Non. Je suis très content de ma carrière d’acteur, j’ai eu beaucoup de chance. Mais il y a des histoires que je veux raconter. Je ne suis pas motivé par l’argent – on m’a proposé de réaliser des superproductions hollywoodiennes, j’ai refusé – ni par la célébrité. Je veux faire des trucs intéressants, voilà tout.

Comme à vos débuts ?
Exactement. A la fin des années 1970, quand j’ai débuté dans le métier, je jouais dans des pièces off-off-off Broadway, pour des cachets ridicules. C’était tellement off que c’était dans le Nebraska, ou presque. On ne mangeait que la poussière des planches et le papier peint de la chambre d’hôtel. Mais j’ai adoré cette période. Le théâtre était roi. Le cinéma, c’était bon pour les vendus. Nous, nous étions des purs. Le jour où on m’a payé 300 dollars la semaine, j’ai cru que j’étais milliardaire !

Qu’est-ce qui vous poussait ?
L’amour du théâtre. Je ne voulais rien faire d’autre. Rien.

Qu’est-ce qui vous a fait changer d’avis, sur le cinéma-bon-pour-les-vendus ?
La Nouvelle Vague. J’ai vu les films de Trufaut, de Godard, de Chabrol, de Rohmer, de Louis Malle, et je me suis dit : il existe un autre cinéma que celui des studios. Un cinéma d’auteur. C’est drôle de penser qu' »Ascenseur pour l’échafaud » a pu changer ma vie…

Comment avez-vous découvert le théâtre, enfant ?
Mon père était charpentier, ma mère chantait en amateur, et ils allaient au spectacle. La famille vivait dans une électricité permanente : mes parents s’adoraient, mais ça criait pas mal, aussi. On riait, on cassait des assiettes, on hurlait, on s’embrassait.
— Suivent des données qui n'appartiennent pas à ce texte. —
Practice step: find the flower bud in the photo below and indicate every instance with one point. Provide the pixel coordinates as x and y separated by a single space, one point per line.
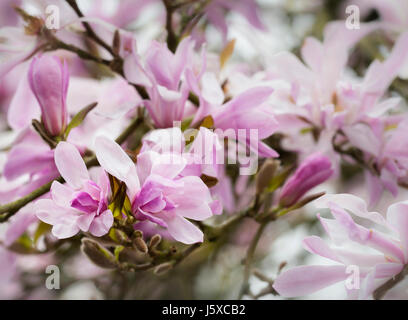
48 79
313 171
97 254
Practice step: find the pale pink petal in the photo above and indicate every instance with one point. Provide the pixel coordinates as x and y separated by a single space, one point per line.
85 220
116 162
101 224
61 194
316 245
353 204
70 164
303 280
397 216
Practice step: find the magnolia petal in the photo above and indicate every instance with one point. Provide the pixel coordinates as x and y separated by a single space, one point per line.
303 280
70 164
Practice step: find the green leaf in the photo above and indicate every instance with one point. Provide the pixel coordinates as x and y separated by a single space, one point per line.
79 118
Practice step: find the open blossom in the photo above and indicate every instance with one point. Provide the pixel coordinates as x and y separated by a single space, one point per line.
49 79
313 171
82 203
156 190
378 256
161 73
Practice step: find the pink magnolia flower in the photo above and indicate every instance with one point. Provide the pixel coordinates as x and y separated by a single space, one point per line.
322 93
235 119
377 256
156 190
162 75
313 171
29 162
49 79
82 203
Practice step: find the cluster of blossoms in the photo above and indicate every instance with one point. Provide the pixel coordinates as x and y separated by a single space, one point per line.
142 149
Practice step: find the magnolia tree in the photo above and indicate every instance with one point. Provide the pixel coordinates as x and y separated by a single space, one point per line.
191 148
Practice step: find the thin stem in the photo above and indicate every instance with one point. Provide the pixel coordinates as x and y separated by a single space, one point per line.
249 258
172 40
91 33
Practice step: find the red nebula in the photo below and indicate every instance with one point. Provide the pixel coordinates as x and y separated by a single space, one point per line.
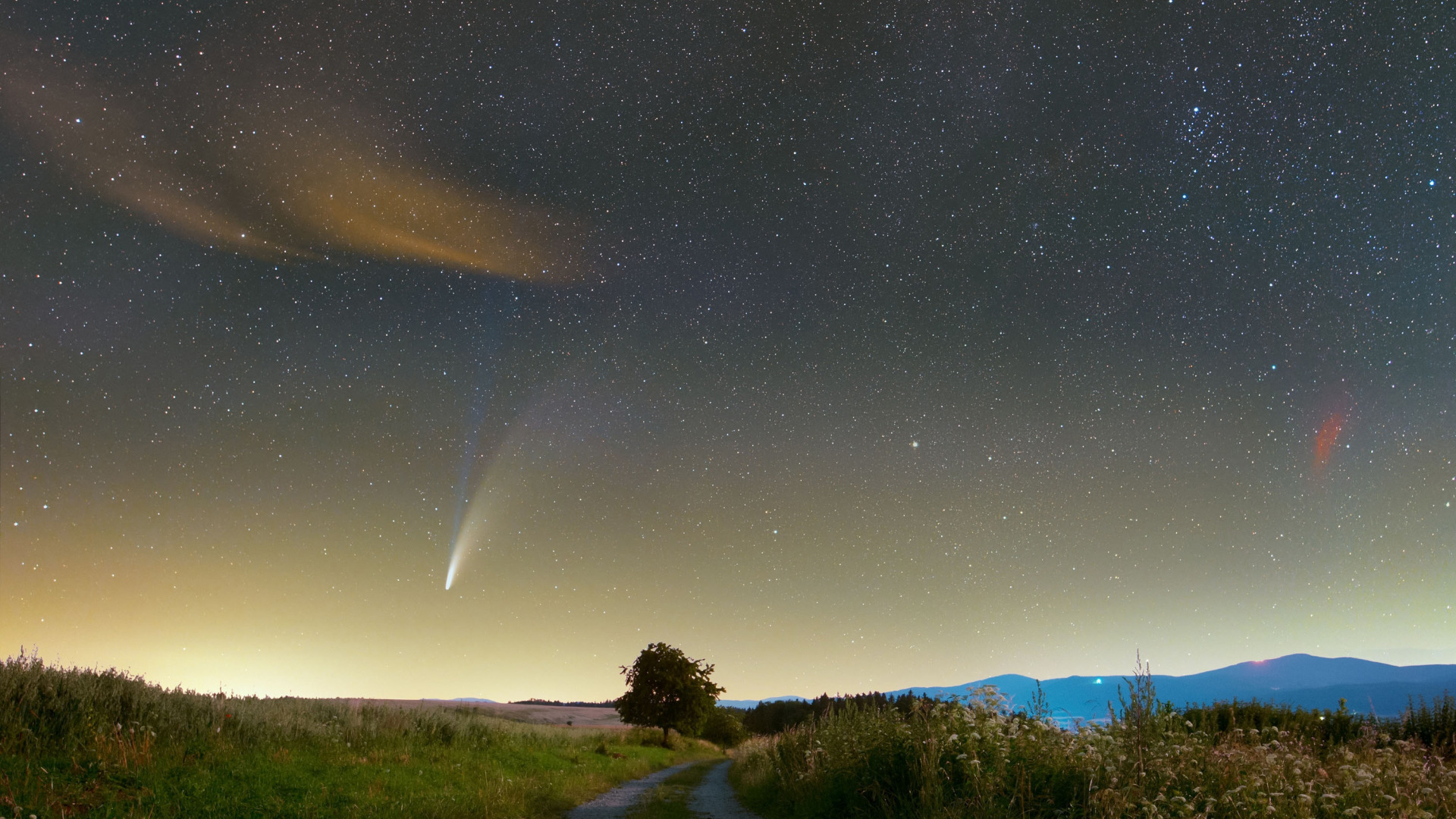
1326 441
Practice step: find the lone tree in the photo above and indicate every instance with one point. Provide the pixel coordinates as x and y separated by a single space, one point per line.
669 689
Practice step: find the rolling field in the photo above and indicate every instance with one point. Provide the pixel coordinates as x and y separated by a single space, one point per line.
104 744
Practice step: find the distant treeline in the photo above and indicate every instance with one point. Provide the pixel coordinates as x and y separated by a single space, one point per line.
604 704
777 717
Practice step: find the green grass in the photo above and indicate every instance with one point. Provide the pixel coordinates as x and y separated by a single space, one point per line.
669 800
982 761
105 744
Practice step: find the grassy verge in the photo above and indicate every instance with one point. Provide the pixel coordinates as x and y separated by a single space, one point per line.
669 800
1153 761
105 744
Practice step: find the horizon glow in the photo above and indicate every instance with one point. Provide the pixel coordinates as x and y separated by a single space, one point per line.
871 350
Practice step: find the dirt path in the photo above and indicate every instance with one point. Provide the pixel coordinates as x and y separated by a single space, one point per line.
615 803
712 798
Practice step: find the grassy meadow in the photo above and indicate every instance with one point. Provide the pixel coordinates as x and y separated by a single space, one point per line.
981 760
105 744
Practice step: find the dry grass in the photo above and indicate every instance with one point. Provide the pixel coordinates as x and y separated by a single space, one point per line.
979 760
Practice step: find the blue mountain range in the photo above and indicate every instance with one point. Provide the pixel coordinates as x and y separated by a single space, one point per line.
1294 679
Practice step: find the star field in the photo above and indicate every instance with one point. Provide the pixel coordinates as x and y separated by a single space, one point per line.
851 347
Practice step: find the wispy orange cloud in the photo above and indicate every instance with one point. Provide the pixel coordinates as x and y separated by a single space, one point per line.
275 183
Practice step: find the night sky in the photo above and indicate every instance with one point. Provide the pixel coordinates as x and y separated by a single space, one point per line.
846 346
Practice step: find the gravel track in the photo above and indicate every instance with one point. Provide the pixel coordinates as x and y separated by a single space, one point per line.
712 799
615 803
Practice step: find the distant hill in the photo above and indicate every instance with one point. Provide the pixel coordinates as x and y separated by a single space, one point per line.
1294 679
752 703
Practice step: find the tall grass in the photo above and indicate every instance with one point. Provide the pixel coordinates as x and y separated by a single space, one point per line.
981 760
108 744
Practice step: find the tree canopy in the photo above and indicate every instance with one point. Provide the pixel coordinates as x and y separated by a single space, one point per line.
669 689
Très italien, tout ça… C’était comme un théâtre permanent. Il y avait du théâtre dans ma vie, et je me suis borné à mettre de la vie dans mon théâtre… Je me suis tout de suite passionné pour Shakespeare et Tennessee Williams. Le cinéma, c’est une autre histoire…

C’est-à-dire ?
Les acteurs de cinéma, dans ma jeunesse, étaient beaux et blonds. Moi, je ne suis pas beau et je suis brun.
Je n’imaginais pas avoir une carrière dans les films. Puis j’ai vu Dustin Hoffman dans « Little Big Man ». Boum badaboum ! Tout a changé. Il était petit, brun et moche. Si lui pouvait être tête d’affiche, alors moi aussi.
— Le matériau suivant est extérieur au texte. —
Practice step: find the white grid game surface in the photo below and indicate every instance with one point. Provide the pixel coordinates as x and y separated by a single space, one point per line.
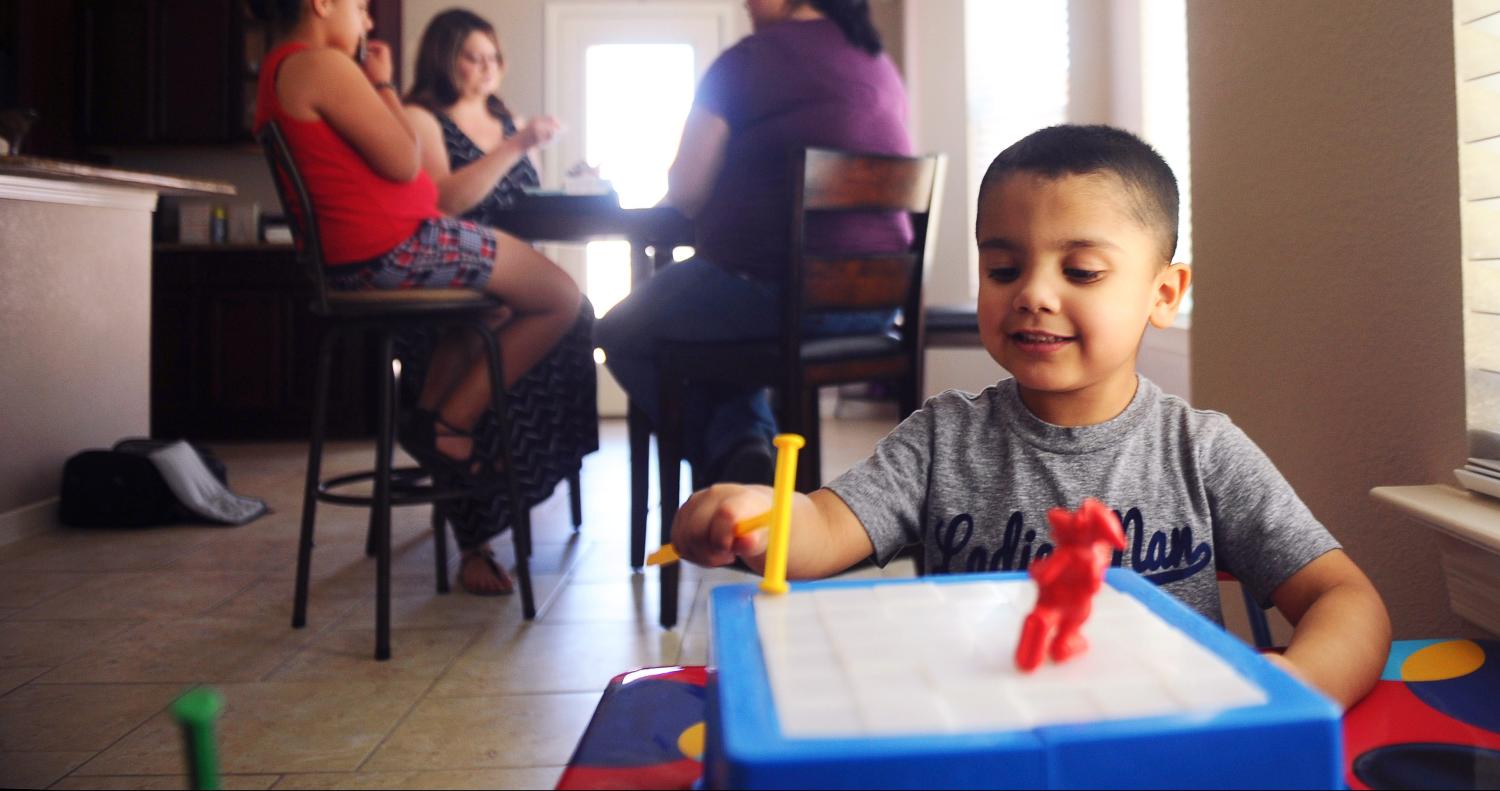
927 658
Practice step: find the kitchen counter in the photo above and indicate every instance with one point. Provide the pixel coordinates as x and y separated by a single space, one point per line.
75 315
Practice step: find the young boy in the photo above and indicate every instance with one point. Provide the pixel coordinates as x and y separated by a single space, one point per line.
1076 231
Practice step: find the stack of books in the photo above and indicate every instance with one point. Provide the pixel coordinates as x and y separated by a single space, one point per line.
1481 476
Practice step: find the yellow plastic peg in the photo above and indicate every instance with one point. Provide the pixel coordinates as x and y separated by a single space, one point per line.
774 575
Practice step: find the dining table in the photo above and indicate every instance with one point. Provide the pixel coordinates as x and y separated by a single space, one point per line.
1431 721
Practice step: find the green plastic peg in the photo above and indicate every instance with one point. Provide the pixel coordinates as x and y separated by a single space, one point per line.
197 712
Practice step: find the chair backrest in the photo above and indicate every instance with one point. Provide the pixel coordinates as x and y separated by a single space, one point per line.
830 180
297 207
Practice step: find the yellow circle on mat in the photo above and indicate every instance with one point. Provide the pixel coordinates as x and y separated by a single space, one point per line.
1443 661
692 742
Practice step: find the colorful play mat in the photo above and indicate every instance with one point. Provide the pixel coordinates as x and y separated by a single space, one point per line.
1433 719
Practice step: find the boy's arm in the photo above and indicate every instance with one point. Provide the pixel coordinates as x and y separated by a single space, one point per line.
825 538
1343 632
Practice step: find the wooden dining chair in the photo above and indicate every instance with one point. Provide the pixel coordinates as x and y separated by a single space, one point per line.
824 182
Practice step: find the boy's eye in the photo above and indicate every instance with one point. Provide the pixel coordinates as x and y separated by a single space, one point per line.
1004 273
1083 275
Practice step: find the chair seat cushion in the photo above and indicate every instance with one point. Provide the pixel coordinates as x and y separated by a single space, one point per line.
851 345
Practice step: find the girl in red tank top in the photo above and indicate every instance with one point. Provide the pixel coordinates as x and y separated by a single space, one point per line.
375 207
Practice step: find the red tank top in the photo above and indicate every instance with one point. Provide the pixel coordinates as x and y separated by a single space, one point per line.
360 213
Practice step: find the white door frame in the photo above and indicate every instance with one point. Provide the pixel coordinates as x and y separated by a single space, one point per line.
710 24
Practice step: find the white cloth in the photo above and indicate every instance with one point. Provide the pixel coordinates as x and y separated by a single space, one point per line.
198 491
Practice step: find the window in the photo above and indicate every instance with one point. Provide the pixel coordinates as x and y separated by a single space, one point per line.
1478 56
1124 63
1016 57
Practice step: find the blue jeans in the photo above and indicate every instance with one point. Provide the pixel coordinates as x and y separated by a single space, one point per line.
696 300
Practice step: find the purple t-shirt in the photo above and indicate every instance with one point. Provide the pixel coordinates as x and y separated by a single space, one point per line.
785 87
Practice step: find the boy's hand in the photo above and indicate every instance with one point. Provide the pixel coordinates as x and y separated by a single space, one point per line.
704 530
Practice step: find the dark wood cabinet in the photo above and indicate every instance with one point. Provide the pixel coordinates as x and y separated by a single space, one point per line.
159 71
234 351
177 72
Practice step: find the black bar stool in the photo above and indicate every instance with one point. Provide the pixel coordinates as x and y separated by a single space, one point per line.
384 314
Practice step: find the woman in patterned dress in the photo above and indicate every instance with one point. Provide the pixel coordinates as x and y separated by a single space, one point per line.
477 153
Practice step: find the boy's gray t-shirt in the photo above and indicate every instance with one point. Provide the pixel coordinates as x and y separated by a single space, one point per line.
972 476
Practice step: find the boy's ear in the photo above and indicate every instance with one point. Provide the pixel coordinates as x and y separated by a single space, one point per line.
1172 284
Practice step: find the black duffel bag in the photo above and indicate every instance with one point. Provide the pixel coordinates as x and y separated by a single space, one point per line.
122 487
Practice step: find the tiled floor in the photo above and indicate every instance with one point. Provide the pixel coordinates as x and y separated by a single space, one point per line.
101 629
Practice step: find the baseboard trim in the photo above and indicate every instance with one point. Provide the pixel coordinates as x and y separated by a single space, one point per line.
29 521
Quels ont été les rôles déterminants pour vous ?
Probablement « Do the Right Thing », de Spike Lee, et « Miller’s Crossing », des frères Coen. Dans les deux, je jouais des personnages qui n’ont rien d’héroïque. C’est devenu ma note personnelle : le trouble. Mais ma passion du théâtre n’est pas éteinte. Mon deuxième film comme metteur en scène, « Illuminata », en 1998, se déroulait dans les coulisses d’un théâtre, et, à l’occasion, je remonte sur les planches avec plaisir.
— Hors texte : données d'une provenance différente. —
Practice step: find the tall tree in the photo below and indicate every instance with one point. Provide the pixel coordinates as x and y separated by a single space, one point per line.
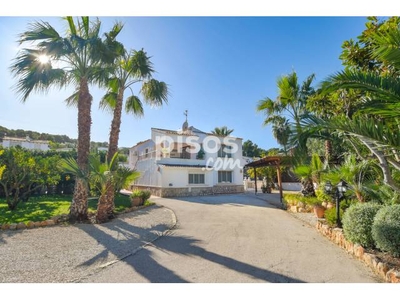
290 102
79 58
281 131
222 131
131 68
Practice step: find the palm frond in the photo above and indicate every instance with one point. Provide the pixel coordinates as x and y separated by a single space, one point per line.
108 102
72 101
155 93
388 88
134 106
139 64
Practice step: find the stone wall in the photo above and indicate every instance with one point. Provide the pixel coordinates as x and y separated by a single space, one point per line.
379 267
171 192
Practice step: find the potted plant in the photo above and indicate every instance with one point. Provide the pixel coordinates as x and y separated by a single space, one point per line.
266 188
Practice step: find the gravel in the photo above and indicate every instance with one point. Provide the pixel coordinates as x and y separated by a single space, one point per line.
72 252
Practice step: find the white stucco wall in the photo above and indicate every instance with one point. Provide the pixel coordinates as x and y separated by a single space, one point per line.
156 172
179 177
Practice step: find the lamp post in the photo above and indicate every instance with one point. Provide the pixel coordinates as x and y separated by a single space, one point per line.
341 189
339 195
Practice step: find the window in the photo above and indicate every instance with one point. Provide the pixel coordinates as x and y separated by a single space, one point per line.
224 176
196 179
225 151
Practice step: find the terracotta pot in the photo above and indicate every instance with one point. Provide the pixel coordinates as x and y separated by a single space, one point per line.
319 211
137 201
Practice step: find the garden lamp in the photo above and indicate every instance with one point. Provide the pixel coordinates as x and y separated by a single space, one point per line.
341 189
328 187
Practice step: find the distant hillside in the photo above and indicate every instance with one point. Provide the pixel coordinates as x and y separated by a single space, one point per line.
55 138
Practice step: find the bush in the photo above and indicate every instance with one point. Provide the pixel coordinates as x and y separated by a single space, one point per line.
322 196
293 199
386 229
330 216
357 223
345 204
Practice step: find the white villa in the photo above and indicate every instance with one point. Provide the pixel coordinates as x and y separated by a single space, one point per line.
188 162
26 143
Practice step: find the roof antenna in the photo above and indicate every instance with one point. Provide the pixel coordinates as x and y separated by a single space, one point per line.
185 125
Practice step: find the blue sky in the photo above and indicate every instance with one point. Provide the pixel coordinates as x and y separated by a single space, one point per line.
216 67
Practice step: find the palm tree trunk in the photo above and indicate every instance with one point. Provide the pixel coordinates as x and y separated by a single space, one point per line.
328 150
104 207
115 126
78 209
112 149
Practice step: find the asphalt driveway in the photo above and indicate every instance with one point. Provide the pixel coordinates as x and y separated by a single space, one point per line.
236 238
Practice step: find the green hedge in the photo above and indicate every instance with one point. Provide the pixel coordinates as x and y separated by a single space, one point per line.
357 223
386 229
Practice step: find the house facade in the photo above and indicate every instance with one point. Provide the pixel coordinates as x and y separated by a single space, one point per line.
26 143
188 162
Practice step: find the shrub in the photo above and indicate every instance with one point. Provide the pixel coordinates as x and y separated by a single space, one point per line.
293 199
386 229
357 223
345 204
322 196
330 216
311 201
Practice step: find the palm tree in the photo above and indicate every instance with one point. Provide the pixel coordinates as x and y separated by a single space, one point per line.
104 177
222 131
281 131
78 58
129 69
356 174
291 100
108 179
310 174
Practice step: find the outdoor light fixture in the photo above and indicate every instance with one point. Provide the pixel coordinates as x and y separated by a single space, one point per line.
328 187
341 188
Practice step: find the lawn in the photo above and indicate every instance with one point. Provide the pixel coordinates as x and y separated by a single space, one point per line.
45 207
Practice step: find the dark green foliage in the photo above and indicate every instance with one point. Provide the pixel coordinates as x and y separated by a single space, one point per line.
386 229
252 150
142 194
25 173
357 223
330 216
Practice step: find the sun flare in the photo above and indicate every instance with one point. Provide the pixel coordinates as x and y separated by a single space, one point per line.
43 59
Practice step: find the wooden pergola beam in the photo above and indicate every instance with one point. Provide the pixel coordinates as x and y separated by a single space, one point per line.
268 161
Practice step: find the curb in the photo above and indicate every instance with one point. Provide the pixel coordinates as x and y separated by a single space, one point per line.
376 265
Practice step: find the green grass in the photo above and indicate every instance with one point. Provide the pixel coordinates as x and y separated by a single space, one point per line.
45 207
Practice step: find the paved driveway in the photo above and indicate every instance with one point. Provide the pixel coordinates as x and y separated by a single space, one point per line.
236 238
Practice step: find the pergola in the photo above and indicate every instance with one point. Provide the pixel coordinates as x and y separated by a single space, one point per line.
268 161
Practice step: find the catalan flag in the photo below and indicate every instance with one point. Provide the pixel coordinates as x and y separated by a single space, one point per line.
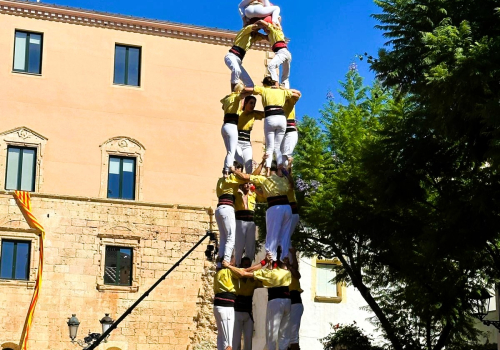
24 202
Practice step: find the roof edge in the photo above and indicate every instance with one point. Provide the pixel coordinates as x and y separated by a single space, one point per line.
122 22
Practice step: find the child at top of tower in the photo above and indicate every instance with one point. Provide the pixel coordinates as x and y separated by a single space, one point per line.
259 9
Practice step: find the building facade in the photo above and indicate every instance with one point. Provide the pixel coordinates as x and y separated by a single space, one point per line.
113 123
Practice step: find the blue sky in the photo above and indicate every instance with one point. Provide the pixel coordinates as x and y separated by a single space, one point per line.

« Apprenti Gigolo » est votre cinquième film comme metteur en scène. Vous êtes en dehors du cinéma américain d’aujourd’hui. Pas de superhéros, pas d’explosions, pas d’effets spéciaux…
C’est du cinéma d’artisan, et j’en suis heureux. Car, depuis 1927, on est passé du cinéma muet au cinéma qui n’a rien à dire. Essayons d’inverser la tendance, c’est ce que m’a dit mon coiffeur.